"When you hear of wars..." Sermon for Sunday 17 November 2019


Sermon for Sunday 17 November 2019
23rd Sunday after Pentecost
Lutheran Church of the Redeemer, Jerusalem
The Rev. Carrie Ballenger


Grace and peace to you from God our Father and the Lord Jesus Christ. Amen.

Jesus said:

“When you hear of wars and insurrections, do not be terrified.”

Or, Jesus said:

When ye hear of wars and commotions, be ye not terrified (King James Version)

Or, he said:
When you hear of wars and uprisings (New International Version)
When you hear of wars and revolutions (Good News Version)
When you hear of wars and rebellions (Common English Version)
When you hear of wars and tumults (English Standard Version)

Or,
When you hear the rocket sirens, and hear that schools are closed,
When you hear that a Gazan family of eight has been killed (by “accident”),
When you hear that the racist/misogynist president of your home country is (finally) undergoing impeachment hearings,
When you hear of yet another school shooting, this time in California,
And when your college-age kid calls you from Europe because his close friend graduated from that same school,
When you hear your child saying, “I’m so glad I didn’t go back to the US, Mom”…

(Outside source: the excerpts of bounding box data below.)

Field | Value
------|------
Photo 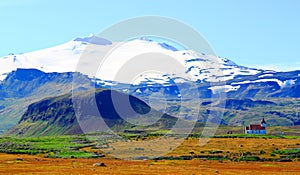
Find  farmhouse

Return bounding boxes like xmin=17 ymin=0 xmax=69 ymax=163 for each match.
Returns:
xmin=245 ymin=118 xmax=267 ymax=134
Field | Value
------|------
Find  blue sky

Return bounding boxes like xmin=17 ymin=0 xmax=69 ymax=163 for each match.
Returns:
xmin=0 ymin=0 xmax=300 ymax=70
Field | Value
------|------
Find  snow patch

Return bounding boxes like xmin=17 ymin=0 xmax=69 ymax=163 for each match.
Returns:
xmin=208 ymin=85 xmax=241 ymax=94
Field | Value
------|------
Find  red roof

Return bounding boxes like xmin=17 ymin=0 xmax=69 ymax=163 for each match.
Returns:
xmin=246 ymin=124 xmax=265 ymax=130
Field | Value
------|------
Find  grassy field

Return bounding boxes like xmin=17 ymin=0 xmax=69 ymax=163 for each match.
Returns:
xmin=0 ymin=153 xmax=300 ymax=175
xmin=0 ymin=133 xmax=300 ymax=174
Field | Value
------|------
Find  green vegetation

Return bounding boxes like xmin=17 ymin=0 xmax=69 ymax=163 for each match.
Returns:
xmin=0 ymin=136 xmax=103 ymax=158
xmin=271 ymin=148 xmax=300 ymax=159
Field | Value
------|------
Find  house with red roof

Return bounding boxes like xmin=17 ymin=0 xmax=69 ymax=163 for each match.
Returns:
xmin=245 ymin=118 xmax=267 ymax=134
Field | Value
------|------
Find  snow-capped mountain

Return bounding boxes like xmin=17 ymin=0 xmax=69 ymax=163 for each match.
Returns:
xmin=0 ymin=35 xmax=263 ymax=84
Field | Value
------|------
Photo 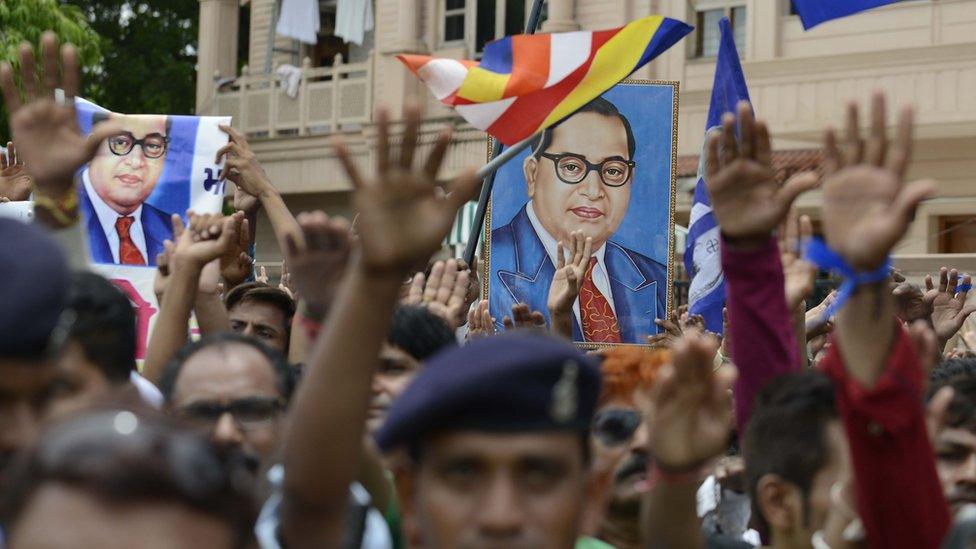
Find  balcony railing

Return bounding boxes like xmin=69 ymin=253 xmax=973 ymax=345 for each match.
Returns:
xmin=213 ymin=53 xmax=374 ymax=137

When you hear of these and so many other things,
Jesus said, do not be afraid. Do not be terrified. This is not the end.
In fact, now is your opportunity to testify. (Pastor Carrie Version)

Dear siblings in Christ,
There are times when the appointed Bible texts in the church lectionary seem to have no relevance to our lives in the here and now. And then, sometimes, it’s as if Jesus himself says “I think this is what they need to hear this week.” I would dare to say this is one of those weeks.

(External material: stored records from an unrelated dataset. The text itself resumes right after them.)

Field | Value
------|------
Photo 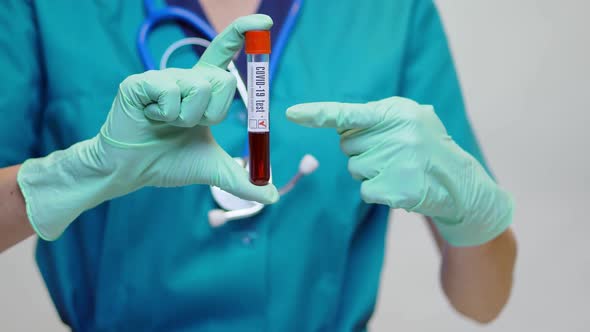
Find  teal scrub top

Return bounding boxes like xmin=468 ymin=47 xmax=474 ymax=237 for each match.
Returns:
xmin=0 ymin=0 xmax=490 ymax=332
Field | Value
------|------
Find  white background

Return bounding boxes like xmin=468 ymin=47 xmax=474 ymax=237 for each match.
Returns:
xmin=0 ymin=0 xmax=590 ymax=332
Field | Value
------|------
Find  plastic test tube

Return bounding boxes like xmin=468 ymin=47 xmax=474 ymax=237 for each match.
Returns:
xmin=245 ymin=30 xmax=270 ymax=186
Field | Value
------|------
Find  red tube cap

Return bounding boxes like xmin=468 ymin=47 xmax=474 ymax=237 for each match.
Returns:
xmin=246 ymin=30 xmax=270 ymax=54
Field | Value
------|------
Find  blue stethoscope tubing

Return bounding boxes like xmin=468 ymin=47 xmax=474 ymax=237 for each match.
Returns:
xmin=137 ymin=0 xmax=303 ymax=83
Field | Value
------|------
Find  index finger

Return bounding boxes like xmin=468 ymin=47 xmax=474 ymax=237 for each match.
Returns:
xmin=287 ymin=102 xmax=383 ymax=130
xmin=197 ymin=14 xmax=273 ymax=69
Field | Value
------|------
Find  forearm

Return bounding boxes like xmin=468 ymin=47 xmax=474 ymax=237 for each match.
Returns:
xmin=0 ymin=165 xmax=35 ymax=252
xmin=430 ymin=223 xmax=516 ymax=323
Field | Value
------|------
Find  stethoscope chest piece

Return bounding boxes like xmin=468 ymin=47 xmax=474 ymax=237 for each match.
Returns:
xmin=209 ymin=157 xmax=272 ymax=227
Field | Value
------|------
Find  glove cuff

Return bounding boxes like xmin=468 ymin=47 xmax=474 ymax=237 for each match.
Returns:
xmin=433 ymin=190 xmax=514 ymax=247
xmin=17 ymin=137 xmax=115 ymax=241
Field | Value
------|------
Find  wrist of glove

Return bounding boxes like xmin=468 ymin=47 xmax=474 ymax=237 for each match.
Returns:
xmin=17 ymin=136 xmax=121 ymax=241
xmin=287 ymin=97 xmax=513 ymax=246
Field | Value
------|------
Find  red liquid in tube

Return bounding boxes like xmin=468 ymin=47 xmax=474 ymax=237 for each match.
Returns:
xmin=245 ymin=31 xmax=270 ymax=186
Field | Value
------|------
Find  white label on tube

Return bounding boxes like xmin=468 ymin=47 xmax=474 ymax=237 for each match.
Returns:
xmin=248 ymin=62 xmax=269 ymax=133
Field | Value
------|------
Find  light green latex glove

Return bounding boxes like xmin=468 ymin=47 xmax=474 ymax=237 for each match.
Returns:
xmin=287 ymin=97 xmax=513 ymax=246
xmin=18 ymin=15 xmax=279 ymax=240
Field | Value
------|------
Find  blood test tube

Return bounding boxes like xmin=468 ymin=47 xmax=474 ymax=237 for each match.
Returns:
xmin=245 ymin=30 xmax=270 ymax=186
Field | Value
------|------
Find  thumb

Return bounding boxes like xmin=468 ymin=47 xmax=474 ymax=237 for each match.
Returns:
xmin=287 ymin=102 xmax=382 ymax=130
xmin=197 ymin=14 xmax=273 ymax=69
xmin=211 ymin=148 xmax=279 ymax=204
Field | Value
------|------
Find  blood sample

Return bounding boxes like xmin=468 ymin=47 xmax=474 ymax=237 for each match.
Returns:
xmin=246 ymin=30 xmax=270 ymax=186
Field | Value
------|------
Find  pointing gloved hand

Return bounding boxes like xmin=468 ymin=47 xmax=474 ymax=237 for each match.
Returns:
xmin=18 ymin=15 xmax=279 ymax=240
xmin=287 ymin=97 xmax=513 ymax=246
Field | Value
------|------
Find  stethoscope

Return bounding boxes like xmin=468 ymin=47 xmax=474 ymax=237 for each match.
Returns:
xmin=137 ymin=0 xmax=319 ymax=227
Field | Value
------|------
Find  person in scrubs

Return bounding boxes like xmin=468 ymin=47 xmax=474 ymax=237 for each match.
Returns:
xmin=0 ymin=0 xmax=516 ymax=331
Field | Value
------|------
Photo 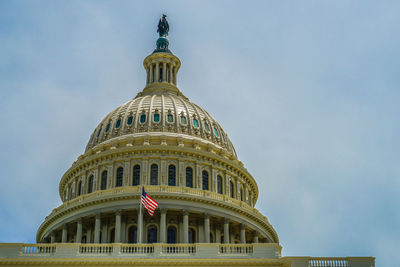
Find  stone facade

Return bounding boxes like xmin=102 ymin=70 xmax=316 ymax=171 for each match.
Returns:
xmin=0 ymin=18 xmax=374 ymax=267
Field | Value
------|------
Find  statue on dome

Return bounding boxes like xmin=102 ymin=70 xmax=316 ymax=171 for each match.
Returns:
xmin=157 ymin=14 xmax=169 ymax=37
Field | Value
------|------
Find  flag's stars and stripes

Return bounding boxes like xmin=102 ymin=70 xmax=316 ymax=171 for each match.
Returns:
xmin=142 ymin=187 xmax=158 ymax=216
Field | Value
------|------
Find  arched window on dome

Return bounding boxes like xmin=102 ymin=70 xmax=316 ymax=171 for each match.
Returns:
xmin=181 ymin=114 xmax=187 ymax=124
xmin=106 ymin=122 xmax=111 ymax=133
xmin=193 ymin=118 xmax=199 ymax=128
xmin=217 ymin=175 xmax=222 ymax=194
xmin=126 ymin=115 xmax=133 ymax=126
xmin=115 ymin=167 xmax=124 ymax=187
xmin=167 ymin=113 xmax=174 ymax=123
xmin=115 ymin=119 xmax=121 ymax=129
xmin=150 ymin=164 xmax=158 ymax=185
xmin=97 ymin=126 xmax=103 ymax=137
xmin=147 ymin=226 xmax=157 ymax=244
xmin=188 ymin=228 xmax=196 ymax=244
xmin=108 ymin=228 xmax=115 ymax=243
xmin=88 ymin=175 xmax=94 ymax=194
xmin=139 ymin=114 xmax=146 ymax=123
xmin=167 ymin=226 xmax=176 ymax=244
xmin=132 ymin=165 xmax=140 ymax=185
xmin=186 ymin=167 xmax=193 ymax=188
xmin=101 ymin=171 xmax=107 ymax=190
xmin=153 ymin=113 xmax=160 ymax=123
xmin=78 ymin=181 xmax=82 ymax=197
xmin=168 ymin=164 xmax=176 ymax=186
xmin=128 ymin=225 xmax=137 ymax=244
xmin=229 ymin=181 xmax=235 ymax=198
xmin=202 ymin=171 xmax=208 ymax=190
xmin=204 ymin=121 xmax=210 ymax=132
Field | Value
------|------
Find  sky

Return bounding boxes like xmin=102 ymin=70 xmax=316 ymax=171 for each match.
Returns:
xmin=0 ymin=0 xmax=400 ymax=266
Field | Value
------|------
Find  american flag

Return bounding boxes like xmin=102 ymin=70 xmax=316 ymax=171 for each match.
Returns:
xmin=142 ymin=187 xmax=158 ymax=216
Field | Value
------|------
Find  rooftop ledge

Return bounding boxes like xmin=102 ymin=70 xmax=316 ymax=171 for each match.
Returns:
xmin=0 ymin=243 xmax=375 ymax=267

Today, in so many places around the world (including right here in Palestine and Israel) there are wars and insurrections, revolutions, rebellions, and uprisings.

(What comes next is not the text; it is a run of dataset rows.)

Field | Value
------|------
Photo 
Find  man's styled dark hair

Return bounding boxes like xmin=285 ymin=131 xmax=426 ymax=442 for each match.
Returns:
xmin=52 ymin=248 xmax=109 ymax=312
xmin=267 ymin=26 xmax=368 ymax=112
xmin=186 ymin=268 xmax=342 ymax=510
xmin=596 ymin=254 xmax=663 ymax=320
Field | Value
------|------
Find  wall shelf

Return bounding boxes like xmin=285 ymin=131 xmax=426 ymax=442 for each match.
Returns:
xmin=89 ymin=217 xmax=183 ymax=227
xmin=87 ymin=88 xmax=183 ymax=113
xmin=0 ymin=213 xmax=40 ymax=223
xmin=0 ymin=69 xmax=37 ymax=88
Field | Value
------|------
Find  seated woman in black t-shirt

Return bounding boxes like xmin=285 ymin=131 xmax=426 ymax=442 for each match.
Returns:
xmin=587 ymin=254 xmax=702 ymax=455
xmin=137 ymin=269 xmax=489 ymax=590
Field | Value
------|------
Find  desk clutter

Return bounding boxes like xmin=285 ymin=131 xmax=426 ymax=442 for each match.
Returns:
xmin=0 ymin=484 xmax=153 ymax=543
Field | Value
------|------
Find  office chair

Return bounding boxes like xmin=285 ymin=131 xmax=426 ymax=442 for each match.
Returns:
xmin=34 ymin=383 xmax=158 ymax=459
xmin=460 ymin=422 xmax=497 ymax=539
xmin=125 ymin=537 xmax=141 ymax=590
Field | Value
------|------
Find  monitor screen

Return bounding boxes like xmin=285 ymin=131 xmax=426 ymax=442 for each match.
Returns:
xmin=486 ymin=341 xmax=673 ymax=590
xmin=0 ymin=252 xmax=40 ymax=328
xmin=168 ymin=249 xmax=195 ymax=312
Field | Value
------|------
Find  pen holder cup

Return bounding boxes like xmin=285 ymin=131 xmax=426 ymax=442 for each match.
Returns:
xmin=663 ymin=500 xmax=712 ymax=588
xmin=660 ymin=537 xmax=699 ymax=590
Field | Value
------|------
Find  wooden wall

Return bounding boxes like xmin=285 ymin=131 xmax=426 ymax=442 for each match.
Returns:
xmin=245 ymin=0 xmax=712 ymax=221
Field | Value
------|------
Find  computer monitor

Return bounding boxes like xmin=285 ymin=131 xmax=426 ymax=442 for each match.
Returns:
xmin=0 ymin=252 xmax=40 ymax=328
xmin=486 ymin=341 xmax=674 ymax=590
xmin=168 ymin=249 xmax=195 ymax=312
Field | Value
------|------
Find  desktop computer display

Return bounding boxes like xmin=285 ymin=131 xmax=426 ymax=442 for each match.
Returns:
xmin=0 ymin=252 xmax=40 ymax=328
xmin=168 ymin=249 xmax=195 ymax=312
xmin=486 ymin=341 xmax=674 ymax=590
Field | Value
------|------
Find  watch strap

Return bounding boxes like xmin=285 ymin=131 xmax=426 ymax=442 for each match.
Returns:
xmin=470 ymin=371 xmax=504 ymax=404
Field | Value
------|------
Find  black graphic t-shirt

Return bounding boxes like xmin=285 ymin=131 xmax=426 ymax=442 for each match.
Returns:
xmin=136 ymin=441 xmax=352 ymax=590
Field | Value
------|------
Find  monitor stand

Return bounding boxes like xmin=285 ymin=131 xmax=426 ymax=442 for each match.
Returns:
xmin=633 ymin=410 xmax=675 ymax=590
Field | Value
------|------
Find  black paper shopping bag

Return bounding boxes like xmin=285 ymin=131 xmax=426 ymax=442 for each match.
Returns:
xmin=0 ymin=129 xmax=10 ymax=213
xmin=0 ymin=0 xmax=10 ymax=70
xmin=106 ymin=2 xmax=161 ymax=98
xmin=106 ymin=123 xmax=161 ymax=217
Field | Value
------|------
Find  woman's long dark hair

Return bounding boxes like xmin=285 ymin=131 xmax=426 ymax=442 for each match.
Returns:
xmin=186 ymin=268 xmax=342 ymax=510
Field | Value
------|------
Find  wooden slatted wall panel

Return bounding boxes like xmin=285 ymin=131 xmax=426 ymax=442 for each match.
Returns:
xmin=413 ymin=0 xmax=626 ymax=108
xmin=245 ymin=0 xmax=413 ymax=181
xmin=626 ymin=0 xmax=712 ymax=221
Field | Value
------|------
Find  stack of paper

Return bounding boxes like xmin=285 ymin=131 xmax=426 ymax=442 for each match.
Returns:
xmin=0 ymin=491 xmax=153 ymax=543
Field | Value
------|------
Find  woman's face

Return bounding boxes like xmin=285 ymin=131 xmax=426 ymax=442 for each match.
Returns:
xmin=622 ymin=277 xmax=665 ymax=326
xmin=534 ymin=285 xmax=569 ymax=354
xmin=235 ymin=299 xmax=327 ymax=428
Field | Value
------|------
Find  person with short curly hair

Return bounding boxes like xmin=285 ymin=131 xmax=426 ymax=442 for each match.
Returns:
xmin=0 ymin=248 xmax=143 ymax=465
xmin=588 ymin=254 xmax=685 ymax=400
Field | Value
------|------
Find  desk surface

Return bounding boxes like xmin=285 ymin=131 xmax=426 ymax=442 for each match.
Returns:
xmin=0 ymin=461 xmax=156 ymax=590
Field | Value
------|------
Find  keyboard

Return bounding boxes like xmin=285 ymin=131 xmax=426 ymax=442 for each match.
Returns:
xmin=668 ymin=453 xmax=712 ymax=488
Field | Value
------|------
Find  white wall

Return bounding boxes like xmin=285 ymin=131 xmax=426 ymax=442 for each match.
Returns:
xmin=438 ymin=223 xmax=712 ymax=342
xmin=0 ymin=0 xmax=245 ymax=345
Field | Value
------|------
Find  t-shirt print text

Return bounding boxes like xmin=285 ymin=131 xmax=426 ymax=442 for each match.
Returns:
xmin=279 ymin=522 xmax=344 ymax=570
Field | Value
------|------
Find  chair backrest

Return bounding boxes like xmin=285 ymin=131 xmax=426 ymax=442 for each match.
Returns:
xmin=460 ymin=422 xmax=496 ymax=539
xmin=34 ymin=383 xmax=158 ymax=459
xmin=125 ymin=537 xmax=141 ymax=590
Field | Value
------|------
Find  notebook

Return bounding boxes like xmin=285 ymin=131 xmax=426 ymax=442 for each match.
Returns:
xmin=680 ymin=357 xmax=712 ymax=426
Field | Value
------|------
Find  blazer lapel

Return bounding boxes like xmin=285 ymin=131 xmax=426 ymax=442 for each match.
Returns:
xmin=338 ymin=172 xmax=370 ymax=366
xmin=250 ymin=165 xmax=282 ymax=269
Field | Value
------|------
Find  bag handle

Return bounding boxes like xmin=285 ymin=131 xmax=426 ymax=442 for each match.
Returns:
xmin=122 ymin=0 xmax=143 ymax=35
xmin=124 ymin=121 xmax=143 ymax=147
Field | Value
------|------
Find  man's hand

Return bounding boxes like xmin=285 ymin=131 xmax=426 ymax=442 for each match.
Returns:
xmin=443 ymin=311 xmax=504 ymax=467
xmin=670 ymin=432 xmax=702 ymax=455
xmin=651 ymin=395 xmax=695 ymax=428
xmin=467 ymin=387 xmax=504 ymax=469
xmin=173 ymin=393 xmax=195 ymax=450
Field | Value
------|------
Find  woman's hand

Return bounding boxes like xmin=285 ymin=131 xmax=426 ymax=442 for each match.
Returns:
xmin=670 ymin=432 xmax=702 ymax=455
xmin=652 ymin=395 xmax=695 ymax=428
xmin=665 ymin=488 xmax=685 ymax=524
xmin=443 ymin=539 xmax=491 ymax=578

Today, like the first disciples, we are distracted by temples and their grandeur,
By empire and its power,
By promises of prosperity.

Today, like the first disciples, we are also weighed down,
By the suffering of our neighbors,
by the actions of our elected leaders,
by the brokenness of humanity.
We may not know what it was like to be a follower of Jesus in 1st century Palestine,
But we do know what it’s like to be carrying, and attempting to live, the Gospel of love, of peace, of justice and truth, in a world that doesn’t want anything to do with it.

We know what it’s like to be both distracted by shiny objects and false prophets, and to wonder if maybe, just maybe, this is the end. Maybe, just maybe, there’s nothing we can do
about occupation. About gun violence. About climate change. About war.

And Jesus says:
“Don’t worry! Everything will be fine. Calm down. Nothing to see here.”

Oops! No, that wasn’t Jesus. That was someone else...

Actually, Jesus says:
“You think things are bad now? Just wait. The earth is going to shake. There won’t be anything to eat. Your family’s going to freak out!
And this will give you an opportunity to testify.”

When I lived in Chicago and was attending seminary, I was placed in a Lutheran congregation at 93rd and Jeffrey for what was called “Field Education”.  There was no field there, for what it’s worth. This church was on the far south and east side, close to Lake Michigan. The congregation, along with the neighborhood, had at one time been overwhelmingly Swedish (aka WHITE). When I worshipped and served there, however, the church had transitioned to being fully African-American and Caribbean-American, reflecting the change in the surrounding neighborhood.

There was an elderly couple in the congregation, Mr. and Mrs. Gardner, who were among the first people I met when I arrived. 

(FWIW: Yesterday, I messaged the pastor’s wife to try and find out their first names. She said, “I don’t know. I only ever called them Mr. and Mrs. Gardner!” And so I will today as well!)

Mr. and Mrs. Gardner were elders of the congregation. Fixtures. Icons.

And when I say they were elders, I mean to say they were…OLD. So old they probably knew Jesus before he was famous!

As the intern, I would show up to church as early as I could on Sunday morning from 40 blocks north with my small boys in tow, but no matter how early I arrived, Mr. and Mrs. Gardner were already there. They were especially devoted to the Sunday morning Bible study, which took place in the church pews because the children used the downstairs classrooms for Sunday School.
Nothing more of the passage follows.